1. https://www.kaggle.com/datasets  
2. https://github.com/fivethirtyeight/data  
3. http://www.kdnuggets.com/datasets/index.html  
4. Any other source of your choice  
Register your Project Title and Dataset  
• Register using this link. Project selections are on first-come basis.  
http://kalathur.com/projects/cs544_a2.php  
• Your project source should be different from other students. The earlier  
you decide and register, the better.  
Preparing the data  
• Import the data set into R.  
• Document the steps for the import process and any preprocessing had  
to be done prior to or after the import. Any R code used in the process  
should be included.  
Analyzing the data  
• Do the analysis as in Module3 for at least one categorical variable and at least one  
numerical variable. Show appropriate plots for your data.  
• Do the analysis as in Module3 for at least one set of two or more variables.
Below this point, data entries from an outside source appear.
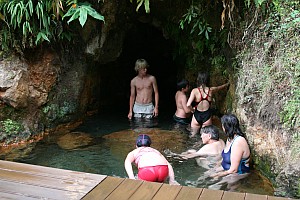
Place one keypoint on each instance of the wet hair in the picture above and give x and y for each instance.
(212, 130)
(143, 140)
(203, 79)
(141, 64)
(182, 84)
(231, 125)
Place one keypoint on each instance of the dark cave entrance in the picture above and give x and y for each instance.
(142, 41)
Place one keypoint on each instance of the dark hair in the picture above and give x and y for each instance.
(143, 140)
(203, 79)
(231, 125)
(212, 130)
(182, 84)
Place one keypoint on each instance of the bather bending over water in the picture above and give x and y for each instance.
(209, 154)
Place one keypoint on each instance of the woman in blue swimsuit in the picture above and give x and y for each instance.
(236, 154)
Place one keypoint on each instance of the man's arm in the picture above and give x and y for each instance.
(128, 167)
(156, 96)
(131, 99)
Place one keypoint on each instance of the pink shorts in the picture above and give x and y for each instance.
(157, 173)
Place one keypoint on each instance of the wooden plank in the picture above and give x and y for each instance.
(146, 191)
(208, 194)
(49, 182)
(277, 198)
(105, 188)
(233, 196)
(49, 171)
(167, 191)
(255, 197)
(125, 189)
(189, 193)
(37, 192)
(9, 196)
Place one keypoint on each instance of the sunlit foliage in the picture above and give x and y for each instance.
(29, 23)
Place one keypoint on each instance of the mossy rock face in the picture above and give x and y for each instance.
(74, 140)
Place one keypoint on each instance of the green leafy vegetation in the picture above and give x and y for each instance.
(140, 3)
(12, 131)
(29, 23)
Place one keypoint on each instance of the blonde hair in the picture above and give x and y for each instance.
(140, 64)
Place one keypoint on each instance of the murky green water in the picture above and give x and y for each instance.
(101, 144)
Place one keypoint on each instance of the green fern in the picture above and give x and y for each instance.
(140, 3)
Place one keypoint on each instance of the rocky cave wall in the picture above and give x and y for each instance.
(55, 87)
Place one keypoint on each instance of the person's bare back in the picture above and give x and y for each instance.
(144, 88)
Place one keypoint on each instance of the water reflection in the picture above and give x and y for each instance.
(101, 144)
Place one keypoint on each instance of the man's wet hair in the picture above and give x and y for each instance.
(182, 84)
(203, 78)
(141, 64)
(231, 125)
(212, 130)
(143, 140)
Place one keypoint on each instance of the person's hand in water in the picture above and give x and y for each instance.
(173, 182)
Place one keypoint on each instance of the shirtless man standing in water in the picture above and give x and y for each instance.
(183, 113)
(141, 90)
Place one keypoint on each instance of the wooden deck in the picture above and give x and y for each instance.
(30, 182)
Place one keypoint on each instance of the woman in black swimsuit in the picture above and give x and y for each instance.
(202, 96)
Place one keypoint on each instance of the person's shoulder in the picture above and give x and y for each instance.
(222, 143)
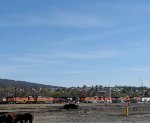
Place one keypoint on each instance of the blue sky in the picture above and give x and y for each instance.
(75, 42)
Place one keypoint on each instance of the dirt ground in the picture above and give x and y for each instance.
(87, 113)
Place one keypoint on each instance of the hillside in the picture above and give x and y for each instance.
(4, 83)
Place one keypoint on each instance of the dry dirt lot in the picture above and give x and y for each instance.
(87, 113)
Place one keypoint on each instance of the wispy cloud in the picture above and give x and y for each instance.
(56, 18)
(61, 56)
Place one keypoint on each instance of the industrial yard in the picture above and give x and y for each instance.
(87, 112)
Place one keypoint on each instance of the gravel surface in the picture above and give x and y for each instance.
(87, 113)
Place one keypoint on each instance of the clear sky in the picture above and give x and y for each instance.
(75, 42)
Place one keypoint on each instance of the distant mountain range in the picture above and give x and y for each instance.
(4, 83)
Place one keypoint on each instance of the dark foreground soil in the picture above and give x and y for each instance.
(87, 113)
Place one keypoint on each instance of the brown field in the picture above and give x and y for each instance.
(87, 113)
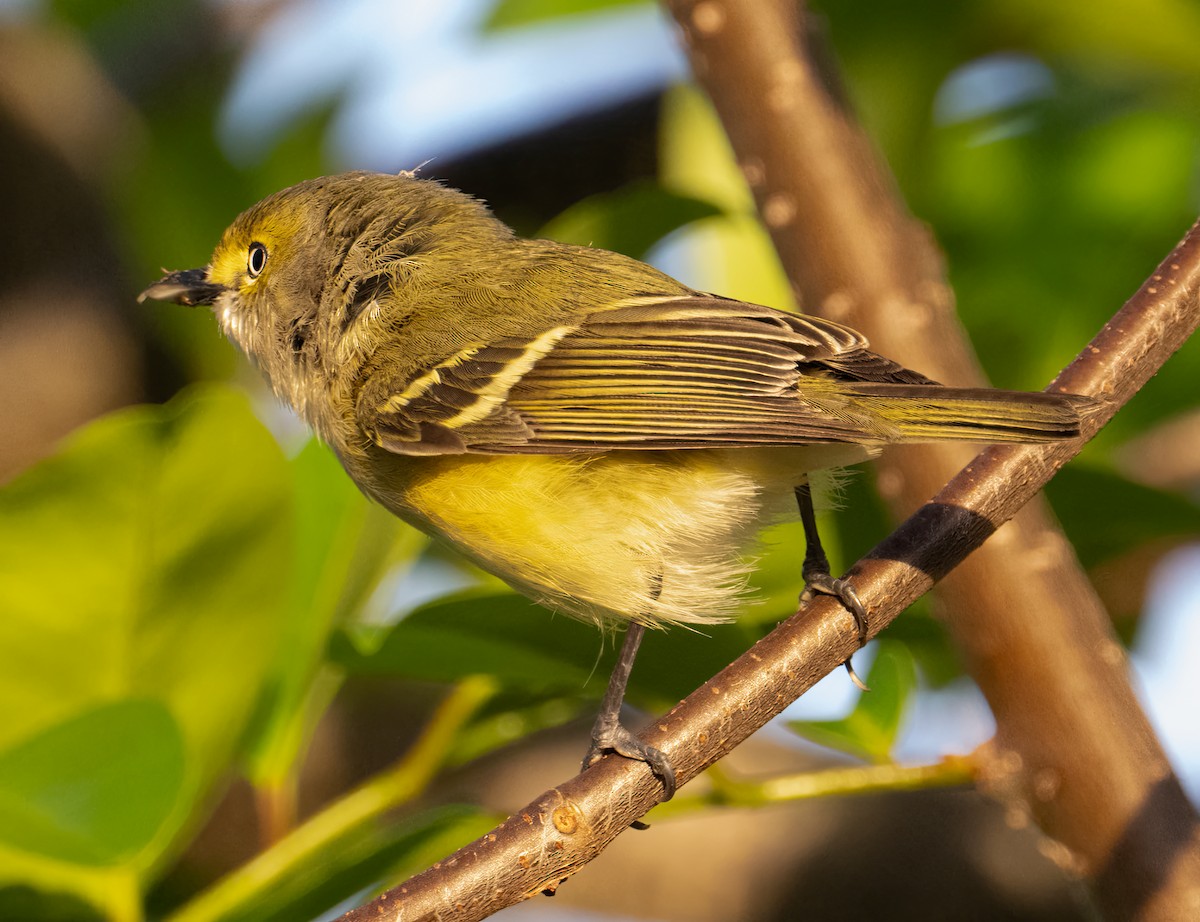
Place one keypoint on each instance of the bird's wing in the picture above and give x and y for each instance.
(658, 372)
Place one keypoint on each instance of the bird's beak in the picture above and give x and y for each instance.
(189, 287)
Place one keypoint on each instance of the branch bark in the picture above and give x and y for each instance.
(1073, 749)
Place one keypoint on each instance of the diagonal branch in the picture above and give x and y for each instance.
(565, 827)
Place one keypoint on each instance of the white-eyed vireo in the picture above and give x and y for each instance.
(598, 435)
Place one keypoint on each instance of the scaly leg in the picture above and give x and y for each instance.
(817, 576)
(609, 735)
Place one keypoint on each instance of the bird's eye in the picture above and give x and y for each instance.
(256, 261)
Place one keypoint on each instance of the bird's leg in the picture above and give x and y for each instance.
(609, 735)
(817, 576)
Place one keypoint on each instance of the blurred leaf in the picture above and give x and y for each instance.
(514, 717)
(343, 546)
(629, 221)
(730, 255)
(526, 647)
(1105, 515)
(144, 561)
(870, 730)
(97, 810)
(507, 636)
(367, 856)
(381, 858)
(510, 13)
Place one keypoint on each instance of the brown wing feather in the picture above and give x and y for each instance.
(681, 372)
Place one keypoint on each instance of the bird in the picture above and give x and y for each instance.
(600, 436)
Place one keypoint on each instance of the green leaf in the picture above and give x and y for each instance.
(148, 560)
(510, 13)
(101, 809)
(629, 221)
(343, 546)
(505, 635)
(870, 730)
(527, 647)
(1104, 514)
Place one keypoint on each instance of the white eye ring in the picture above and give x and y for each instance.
(256, 261)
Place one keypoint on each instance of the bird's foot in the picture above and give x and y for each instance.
(609, 736)
(844, 592)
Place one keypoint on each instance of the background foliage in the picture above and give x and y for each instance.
(196, 604)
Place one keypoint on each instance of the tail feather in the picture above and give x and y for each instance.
(923, 413)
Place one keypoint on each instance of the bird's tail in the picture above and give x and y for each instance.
(924, 413)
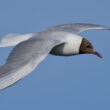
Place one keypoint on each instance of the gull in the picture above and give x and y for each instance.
(31, 49)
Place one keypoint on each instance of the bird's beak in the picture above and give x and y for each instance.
(97, 54)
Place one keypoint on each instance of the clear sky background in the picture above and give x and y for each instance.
(59, 83)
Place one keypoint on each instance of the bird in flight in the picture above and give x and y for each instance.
(31, 49)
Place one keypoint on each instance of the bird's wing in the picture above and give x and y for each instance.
(77, 27)
(24, 58)
(14, 39)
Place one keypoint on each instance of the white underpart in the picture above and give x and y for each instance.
(19, 73)
(14, 39)
(70, 47)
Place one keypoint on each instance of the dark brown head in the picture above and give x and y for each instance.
(87, 48)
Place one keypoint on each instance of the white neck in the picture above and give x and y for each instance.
(70, 48)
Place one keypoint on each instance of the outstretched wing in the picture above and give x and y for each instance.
(77, 27)
(14, 39)
(24, 59)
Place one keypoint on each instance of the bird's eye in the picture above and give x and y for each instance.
(88, 46)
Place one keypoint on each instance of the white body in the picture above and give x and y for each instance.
(70, 48)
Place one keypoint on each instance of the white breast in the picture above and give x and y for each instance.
(71, 47)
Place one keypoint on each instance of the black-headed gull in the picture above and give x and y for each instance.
(31, 49)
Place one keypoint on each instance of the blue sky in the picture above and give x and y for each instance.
(59, 83)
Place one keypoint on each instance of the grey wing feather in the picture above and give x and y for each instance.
(77, 27)
(24, 59)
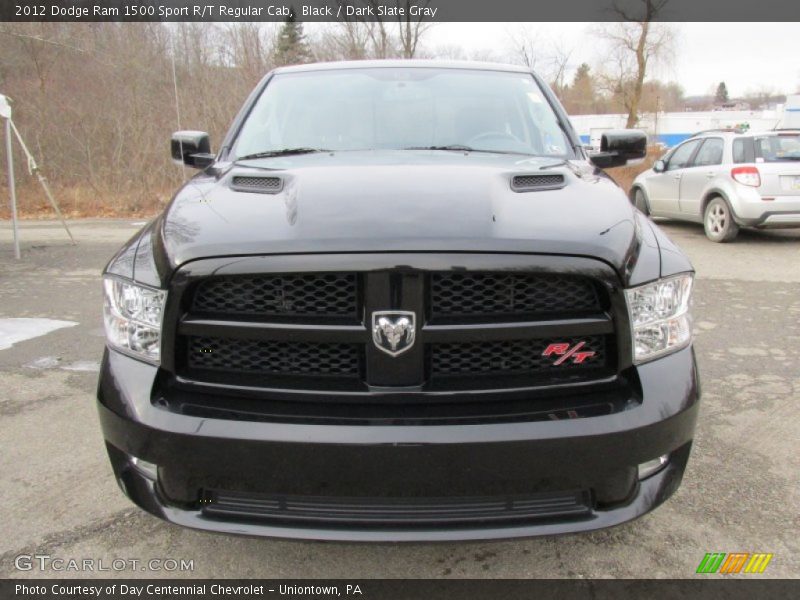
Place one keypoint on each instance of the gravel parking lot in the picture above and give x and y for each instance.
(741, 492)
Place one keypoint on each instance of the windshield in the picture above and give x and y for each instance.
(403, 108)
(777, 148)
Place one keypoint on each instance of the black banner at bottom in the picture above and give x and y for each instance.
(399, 589)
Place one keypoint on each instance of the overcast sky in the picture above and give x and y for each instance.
(746, 56)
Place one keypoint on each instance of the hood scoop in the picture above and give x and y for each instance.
(537, 183)
(256, 183)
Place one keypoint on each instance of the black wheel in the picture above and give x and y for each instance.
(718, 221)
(640, 202)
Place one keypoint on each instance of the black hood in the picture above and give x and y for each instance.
(398, 201)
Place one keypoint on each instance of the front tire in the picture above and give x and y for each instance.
(640, 202)
(718, 221)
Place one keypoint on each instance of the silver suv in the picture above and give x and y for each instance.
(726, 179)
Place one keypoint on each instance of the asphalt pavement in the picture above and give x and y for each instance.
(741, 492)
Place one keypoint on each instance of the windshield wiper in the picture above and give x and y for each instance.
(281, 152)
(454, 147)
(463, 148)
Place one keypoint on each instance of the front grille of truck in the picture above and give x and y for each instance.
(285, 295)
(408, 513)
(273, 357)
(307, 336)
(512, 296)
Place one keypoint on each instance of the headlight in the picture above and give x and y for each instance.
(132, 314)
(660, 319)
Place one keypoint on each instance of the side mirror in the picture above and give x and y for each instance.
(191, 148)
(619, 147)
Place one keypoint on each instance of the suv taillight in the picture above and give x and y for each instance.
(746, 176)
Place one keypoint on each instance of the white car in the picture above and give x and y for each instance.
(726, 180)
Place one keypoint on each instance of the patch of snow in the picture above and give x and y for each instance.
(21, 329)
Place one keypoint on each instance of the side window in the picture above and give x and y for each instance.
(710, 153)
(680, 158)
(743, 150)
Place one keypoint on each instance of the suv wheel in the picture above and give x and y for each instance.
(718, 221)
(639, 201)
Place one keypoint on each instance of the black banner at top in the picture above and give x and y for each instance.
(392, 10)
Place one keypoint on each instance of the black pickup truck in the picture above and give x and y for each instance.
(401, 302)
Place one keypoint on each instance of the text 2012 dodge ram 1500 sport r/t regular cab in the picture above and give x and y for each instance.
(401, 302)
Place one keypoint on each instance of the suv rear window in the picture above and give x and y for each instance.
(743, 150)
(777, 148)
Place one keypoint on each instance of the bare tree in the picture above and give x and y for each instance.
(524, 47)
(411, 28)
(634, 42)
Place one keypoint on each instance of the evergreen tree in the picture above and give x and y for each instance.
(291, 47)
(722, 93)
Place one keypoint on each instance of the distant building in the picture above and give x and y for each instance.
(669, 129)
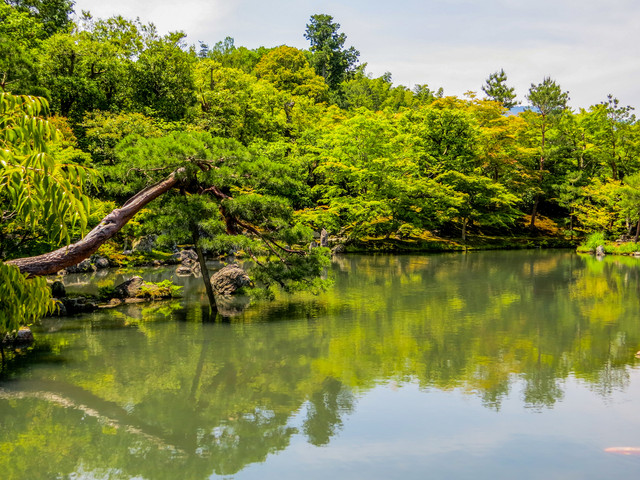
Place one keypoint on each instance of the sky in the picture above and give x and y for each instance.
(591, 48)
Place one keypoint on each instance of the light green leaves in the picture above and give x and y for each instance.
(37, 189)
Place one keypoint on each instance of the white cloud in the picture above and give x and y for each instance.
(590, 47)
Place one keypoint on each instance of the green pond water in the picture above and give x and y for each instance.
(496, 365)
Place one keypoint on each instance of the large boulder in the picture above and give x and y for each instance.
(145, 244)
(101, 262)
(228, 280)
(186, 256)
(84, 266)
(339, 248)
(58, 290)
(128, 289)
(229, 306)
(324, 238)
(74, 305)
(188, 268)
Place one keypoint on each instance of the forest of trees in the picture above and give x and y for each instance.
(253, 149)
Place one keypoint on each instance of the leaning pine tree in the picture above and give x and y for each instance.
(213, 193)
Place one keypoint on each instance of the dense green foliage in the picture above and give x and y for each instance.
(289, 141)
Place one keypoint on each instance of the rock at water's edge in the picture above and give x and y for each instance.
(229, 280)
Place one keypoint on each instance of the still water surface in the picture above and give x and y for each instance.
(496, 365)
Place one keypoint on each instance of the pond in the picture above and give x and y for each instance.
(496, 365)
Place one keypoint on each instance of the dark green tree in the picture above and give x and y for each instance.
(549, 102)
(329, 57)
(496, 89)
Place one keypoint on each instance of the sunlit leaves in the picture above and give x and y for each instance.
(37, 189)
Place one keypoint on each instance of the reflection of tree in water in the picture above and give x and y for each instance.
(325, 408)
(226, 394)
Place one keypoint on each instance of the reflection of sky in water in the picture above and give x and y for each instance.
(408, 433)
(486, 365)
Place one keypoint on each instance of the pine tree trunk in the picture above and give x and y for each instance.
(206, 278)
(52, 262)
(534, 212)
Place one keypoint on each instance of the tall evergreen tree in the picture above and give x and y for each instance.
(330, 59)
(496, 89)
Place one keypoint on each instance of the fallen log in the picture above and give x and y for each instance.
(53, 262)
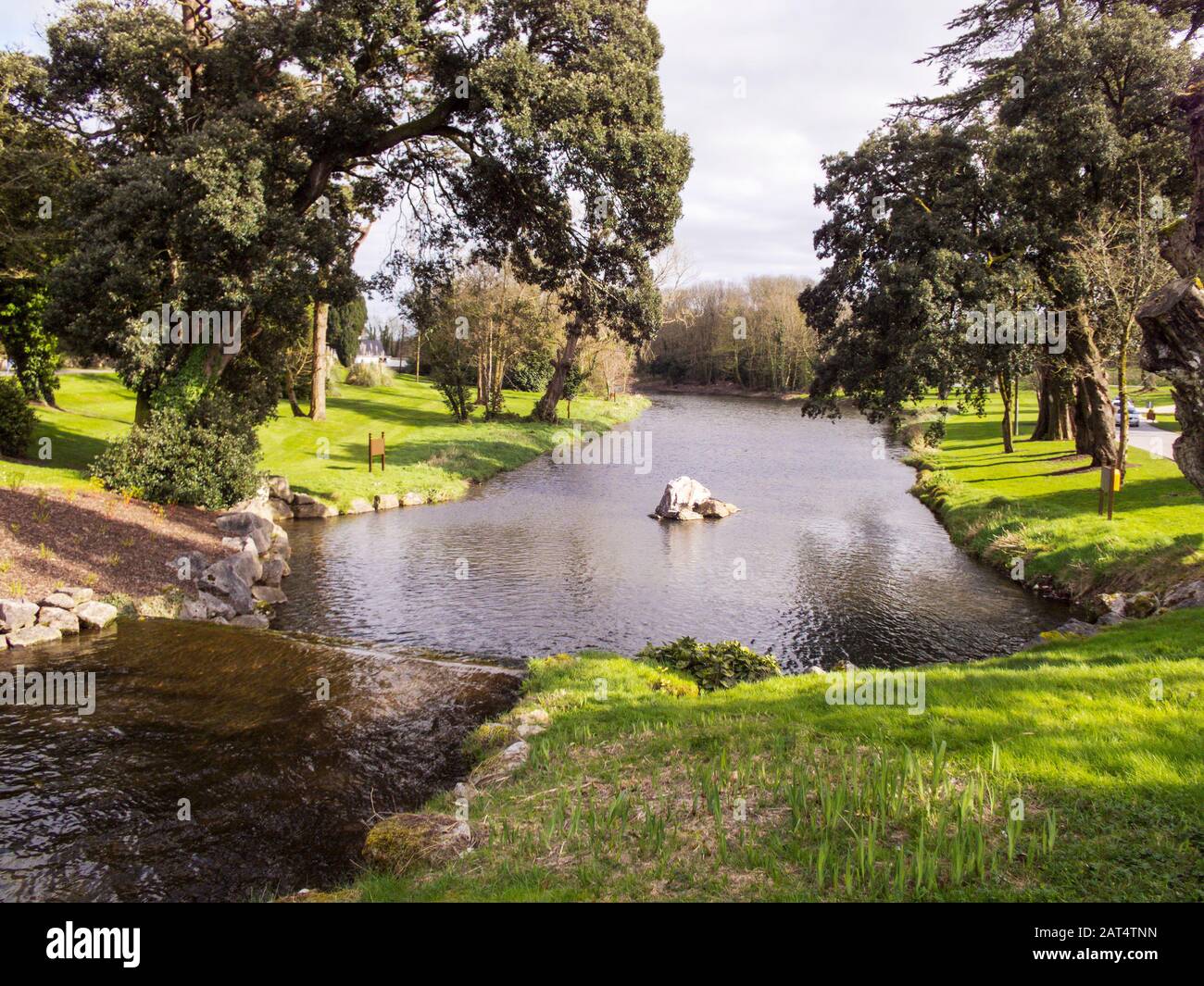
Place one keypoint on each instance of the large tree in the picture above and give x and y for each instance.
(1173, 318)
(1084, 91)
(244, 145)
(37, 165)
(920, 249)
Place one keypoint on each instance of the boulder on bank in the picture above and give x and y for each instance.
(56, 618)
(278, 486)
(498, 767)
(17, 614)
(685, 499)
(95, 616)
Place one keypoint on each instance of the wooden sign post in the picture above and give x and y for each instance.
(1109, 483)
(376, 448)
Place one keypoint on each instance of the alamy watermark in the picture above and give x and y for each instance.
(612, 448)
(1007, 328)
(51, 688)
(877, 688)
(175, 327)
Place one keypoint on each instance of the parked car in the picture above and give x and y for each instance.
(1135, 417)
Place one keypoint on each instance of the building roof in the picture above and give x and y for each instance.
(370, 347)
Show  
appropriate plots for your data.  
• Pick one variable with numerical data and examine the distribution of the data.   
• Draw various random samples of the data and show the applicability of the  
Central Limit Theorem for this variable.  
• Show how various sampling methods can be used on your data. What are your  
conclusions if these samples are used instead of the whole dataset.  
• Implementation of any feature(s) not mentioned in the above specification.  
Presenting the Project   
• You will do your project presentation with the Professor using Zoom.  
• Each presentation is for at most 10 minutes. Signup sheet will be provided  
later.  
Submitting the Project  
Upload a zip file (CS544Final_lastName.zip) containing all the code (R file), the  
presentation document (PDF or PPT), and all the results in a Word/PDF Document, or the  
appropriate RMarkdown file and knitted HTML.